For AgentWeave, that showed up as a real attribution bug. Codex turns were traced, but the bridge could not see the model lifecycle event that said which model actually ran. The downstream dashboard bucketed calls as unknown instead of gpt-5.5.
That is another version of the same contract failure:
- the runtime knew the model call happened
- the runtime knew the trusted model identity
- the plugin bridge was loaded and listening
- the public diagnostic API still could not deliver the specific signal the bridge needed
The proposed fix is not to weaken the broad diagnostic API. It adds a focused opt-in API for exactly the trusted model.* lifecycle:
import { onModelDiagnosticEvent } from "openclaw/plugin-sdk/diagnostic-runtime";
const unsubscribe = onModelDiagnosticEvent((event) => {
// model.call.completed, model.usage, model.failover, ...
});
That makes the boundary explicit.
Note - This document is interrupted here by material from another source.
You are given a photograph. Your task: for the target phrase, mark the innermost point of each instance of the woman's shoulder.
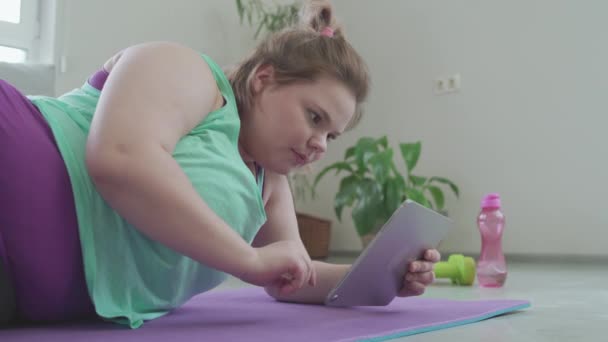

General plugins do not suddenly receive every trusted runtime event. Observability plugins can opt into the narrow model lifecycle they need for cost and attribution.
After testing this against a real Telegram-driven Codex turn, the bridge started receiving model.usage and the dashboard attributed the turn to gpt-5.5 instead of unknown.
This one is still open upstream at openclaw/openclaw#80497.
It is a useful reminder that causality is not only about session graphs. Model identity, usage, failover, and cost also need a path across the runtime boundary.
#What AgentWeave Should Do
This changed how I think about AgentWeave's role.
AgentWeave should not pretend to be the source of truth for causality. It should be where causality becomes visible once the runtime emits it.
That means AgentWeave should be excellent at:
- accepting runtime lifecycle events
- creating root spans for turns and scheduled runs
- linking child agents to parent sessions
- recording model routing metadata
- preserving task labels and source labels
- subscribing to explicit model lifecycle events
- showing cost and latency inside the causal chain
- making broken chains obvious
But it should not silently guess that two spans are related because they happened near each other in time. It should not hide missing lifecycle events behind a polished graph. It should not make a disconnected chain look complete.
The best observability tools make uncertainty visible.
If a cron run has no root event, show that. If a child session has no parent, show that. If a provider path skipped the proxy, make the absence obvious.
That is more useful than a graph that looks complete.
#The Takeaway
I started this work thinking the hard part was agent observability.
Now I think the hard part is the contract between runtime and observability.
Every agent host eventually needs to answer:
- what started this work?
- what session did it belong to?
- which parent caused it?
- what child work did it spawn?
- which model path did it use?
- which model actually ran?
- when did it finish?
- did the observability bridge load correctly after the last upgrade?
Those answers cannot live only in logs. They cannot be reconstructed reliably from LLM calls. They need to be emitted by the runtime as part of execution.
Mux made model routing explainable.
AgentWeave made agent work traceable.
The OpenClaw work made the next layer clear:
Durable causality lives in the contract between the system doing the work and the system observing it.